In un Paese in cui ancora il rock centra le classifiche senza problemi, le Tricot rimangono una delle punte di diamante in materia di competenza tecnica e fantasia compositiva. Questo si palesa immediatamente anche nel loro sesto album, diventando anzi il punto focale nel modo in cui l'inizio di qualsiasi brano viene poi progressivamente trasformato, che sia un cambio di tempo, l'introduzione di dettagli strumentali peculiari, improvvise decelerazioni e altrettanto fulminanti impennate.

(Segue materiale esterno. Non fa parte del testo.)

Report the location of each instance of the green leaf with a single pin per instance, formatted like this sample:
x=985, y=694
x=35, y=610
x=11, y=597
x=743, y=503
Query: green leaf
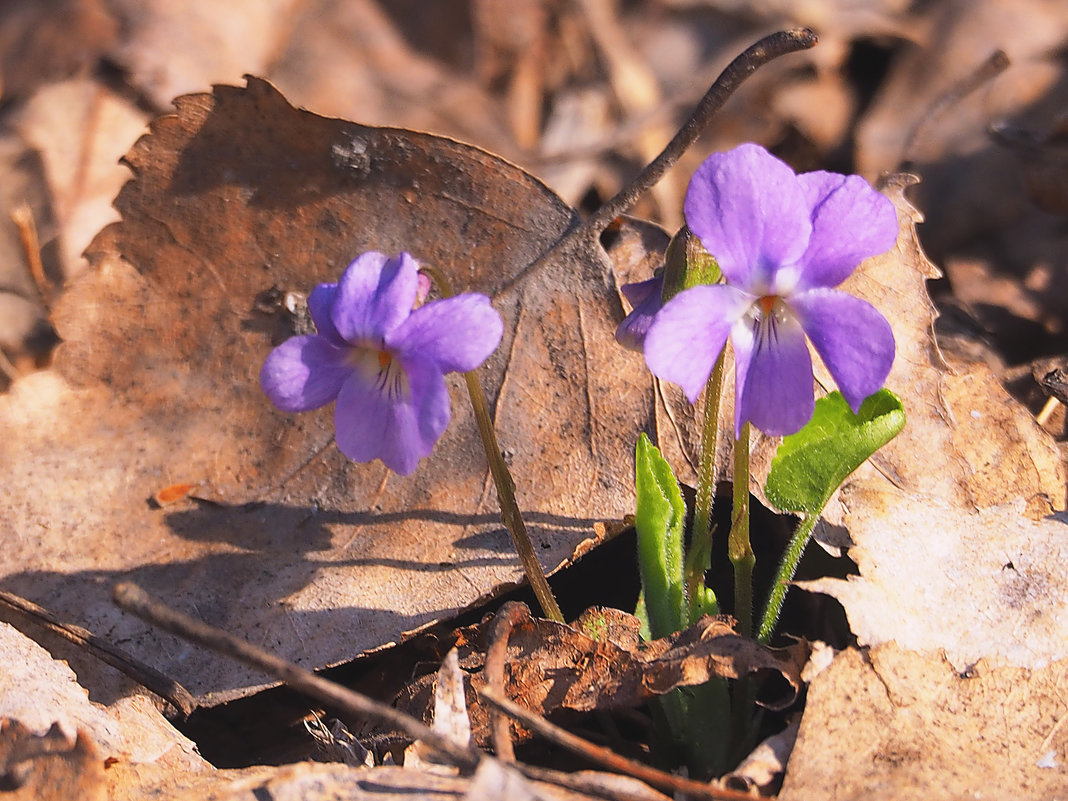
x=813, y=462
x=659, y=521
x=687, y=264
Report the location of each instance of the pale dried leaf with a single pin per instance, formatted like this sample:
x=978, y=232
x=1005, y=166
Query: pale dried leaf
x=905, y=725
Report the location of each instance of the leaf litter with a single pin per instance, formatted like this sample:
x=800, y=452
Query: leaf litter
x=969, y=477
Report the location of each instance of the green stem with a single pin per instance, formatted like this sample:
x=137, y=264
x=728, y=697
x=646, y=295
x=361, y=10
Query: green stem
x=788, y=566
x=502, y=478
x=699, y=558
x=739, y=548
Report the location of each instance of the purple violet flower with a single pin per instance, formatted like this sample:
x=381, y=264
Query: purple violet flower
x=783, y=241
x=380, y=360
x=644, y=298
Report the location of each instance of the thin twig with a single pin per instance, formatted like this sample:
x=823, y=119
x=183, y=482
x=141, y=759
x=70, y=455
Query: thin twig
x=765, y=50
x=147, y=677
x=509, y=615
x=608, y=758
x=22, y=217
x=131, y=598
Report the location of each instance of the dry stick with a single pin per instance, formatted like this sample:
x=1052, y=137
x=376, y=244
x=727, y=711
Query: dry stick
x=580, y=238
x=147, y=677
x=994, y=64
x=22, y=217
x=131, y=598
x=511, y=515
x=509, y=615
x=608, y=757
x=755, y=57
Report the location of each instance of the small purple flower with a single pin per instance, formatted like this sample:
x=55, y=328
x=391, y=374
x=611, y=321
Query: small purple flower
x=783, y=241
x=380, y=360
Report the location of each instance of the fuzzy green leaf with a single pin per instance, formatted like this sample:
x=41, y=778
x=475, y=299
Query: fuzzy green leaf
x=813, y=462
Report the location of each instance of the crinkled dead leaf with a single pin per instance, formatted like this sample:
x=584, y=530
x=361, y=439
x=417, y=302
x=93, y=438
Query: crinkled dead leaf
x=49, y=767
x=600, y=663
x=951, y=520
x=906, y=725
x=238, y=200
x=949, y=525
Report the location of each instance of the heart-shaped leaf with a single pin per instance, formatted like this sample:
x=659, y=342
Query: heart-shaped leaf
x=813, y=462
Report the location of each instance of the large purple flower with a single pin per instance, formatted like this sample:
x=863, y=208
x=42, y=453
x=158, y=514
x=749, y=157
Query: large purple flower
x=783, y=241
x=383, y=362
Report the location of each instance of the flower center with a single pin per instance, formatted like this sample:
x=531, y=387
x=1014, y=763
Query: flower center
x=381, y=371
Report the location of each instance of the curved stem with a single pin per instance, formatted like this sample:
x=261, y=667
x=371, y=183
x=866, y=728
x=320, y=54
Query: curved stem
x=502, y=480
x=739, y=548
x=788, y=566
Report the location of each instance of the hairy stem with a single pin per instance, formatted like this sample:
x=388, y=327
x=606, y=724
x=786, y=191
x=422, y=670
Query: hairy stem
x=781, y=585
x=699, y=558
x=739, y=548
x=502, y=480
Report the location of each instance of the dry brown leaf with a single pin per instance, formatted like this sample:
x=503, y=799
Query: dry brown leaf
x=897, y=724
x=49, y=767
x=600, y=663
x=237, y=198
x=951, y=528
x=81, y=129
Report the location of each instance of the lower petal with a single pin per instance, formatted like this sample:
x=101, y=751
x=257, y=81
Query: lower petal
x=688, y=334
x=772, y=374
x=854, y=341
x=398, y=429
x=304, y=373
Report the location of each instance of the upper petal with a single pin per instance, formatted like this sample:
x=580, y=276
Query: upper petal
x=851, y=336
x=320, y=305
x=457, y=333
x=304, y=373
x=371, y=423
x=851, y=221
x=750, y=213
x=689, y=333
x=374, y=296
x=772, y=374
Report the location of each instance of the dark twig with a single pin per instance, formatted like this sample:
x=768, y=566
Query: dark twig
x=147, y=677
x=509, y=615
x=575, y=246
x=135, y=600
x=765, y=50
x=607, y=757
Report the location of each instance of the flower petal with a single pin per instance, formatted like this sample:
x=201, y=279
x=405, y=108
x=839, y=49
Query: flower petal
x=458, y=333
x=645, y=302
x=319, y=305
x=851, y=221
x=304, y=373
x=375, y=295
x=371, y=424
x=689, y=333
x=853, y=340
x=749, y=211
x=772, y=374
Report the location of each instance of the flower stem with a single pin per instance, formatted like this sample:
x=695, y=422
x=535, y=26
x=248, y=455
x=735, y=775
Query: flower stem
x=739, y=548
x=502, y=478
x=509, y=509
x=787, y=568
x=699, y=558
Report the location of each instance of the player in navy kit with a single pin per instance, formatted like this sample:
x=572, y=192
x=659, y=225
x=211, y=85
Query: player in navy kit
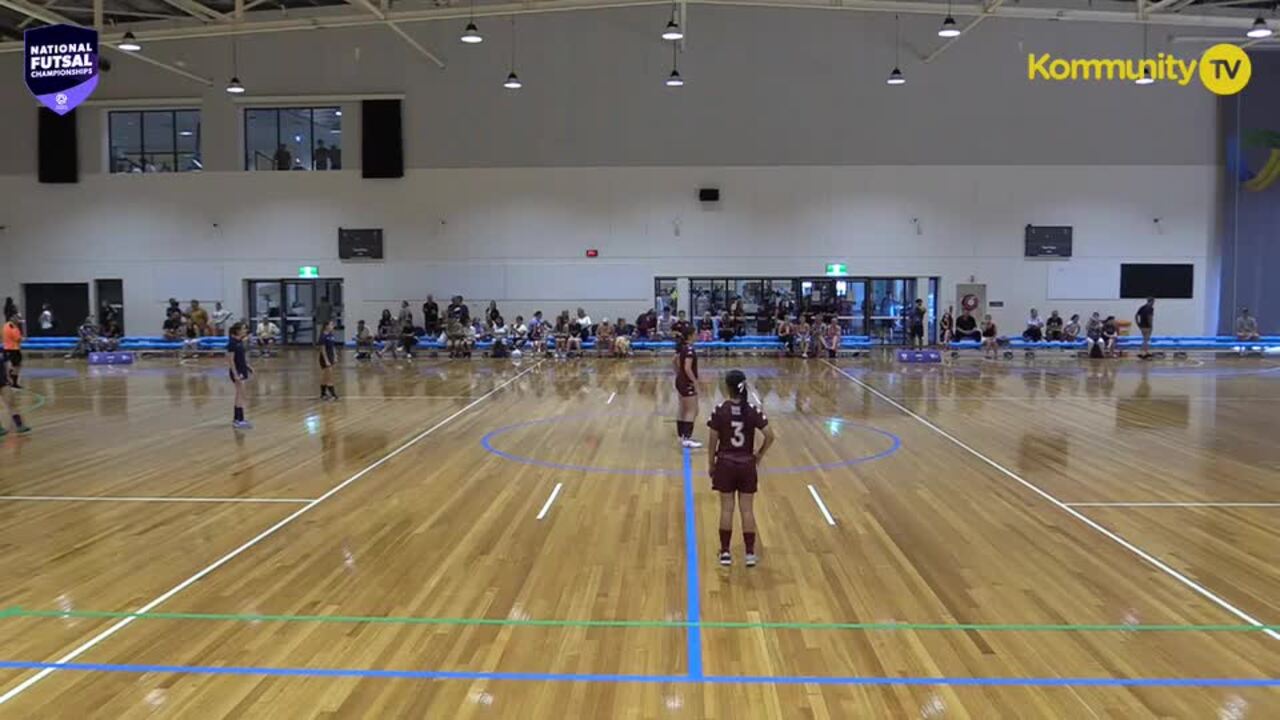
x=240, y=370
x=734, y=460
x=686, y=387
x=7, y=400
x=328, y=349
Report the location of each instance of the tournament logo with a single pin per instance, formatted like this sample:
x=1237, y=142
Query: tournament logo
x=62, y=65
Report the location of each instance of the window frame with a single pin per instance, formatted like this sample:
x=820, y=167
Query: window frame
x=173, y=154
x=247, y=155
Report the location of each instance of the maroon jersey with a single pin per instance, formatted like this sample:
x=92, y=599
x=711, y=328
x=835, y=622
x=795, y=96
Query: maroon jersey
x=684, y=383
x=736, y=423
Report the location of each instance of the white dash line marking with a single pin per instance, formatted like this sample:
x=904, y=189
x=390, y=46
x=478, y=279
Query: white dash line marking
x=1173, y=504
x=129, y=499
x=822, y=505
x=1114, y=537
x=126, y=621
x=547, y=506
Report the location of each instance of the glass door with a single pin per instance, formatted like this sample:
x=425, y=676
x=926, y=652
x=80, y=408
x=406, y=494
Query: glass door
x=300, y=306
x=851, y=306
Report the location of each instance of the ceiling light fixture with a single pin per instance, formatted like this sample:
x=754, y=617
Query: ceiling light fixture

Concentrarsi su questo dato è al solito elettrizzante: Hiromi Hirohiro disegna col basso linee irresistibili, Yusuke Yoshida è come sempre un mattatore della batteria e Ikkyu Nakajima scansiona i brani con la fantasia istrionica che da sempre ne muove le interpretazioni.
Divertirsi è quindi molto semplice, talvolta gli stessi andamenti melodici catalizzano sorrisi assicurati: ha un che dei Genie High la buffa "Dogs And Ducks", nel modo in cui trasporta il suo nonsense lirico all'interno dell'esecuzione stessa, e gli scatti fragorosi di "Inai" sono capaci di trasformare il melodismo vintage delle Kinoco Hotel in un frizzante saggio hard-pop-core.
È là dove i toni rallentano, dove si cerca un tratto emotivo più marcato, che l'album fatica a lasciare una vera impressione. Per quanto brulicante, con fuzz chitarristici e venature psichedeliche di contorno, "Kayoko" fa ben poco per andare oltre uno stanco melodismo dream-pop. E così pure "Yoru no mamono", che ben attacca col solo binomio voce-chitarra, vede di evolvere in un'alquanto prevedibile ballata che manca sia del pathos di una Ringo Shiina che della potenza di una Superfly.
Forse un pizzico di compattezza in più non avrebbe guastato: indubbiamente le Tricot andranno avanti nella ridefinizione del loro fervido linguaggio musicale, e far breccia con nuovi aspetti del proprio sound male non fa. Che sia però necessario un pizzico di riposo?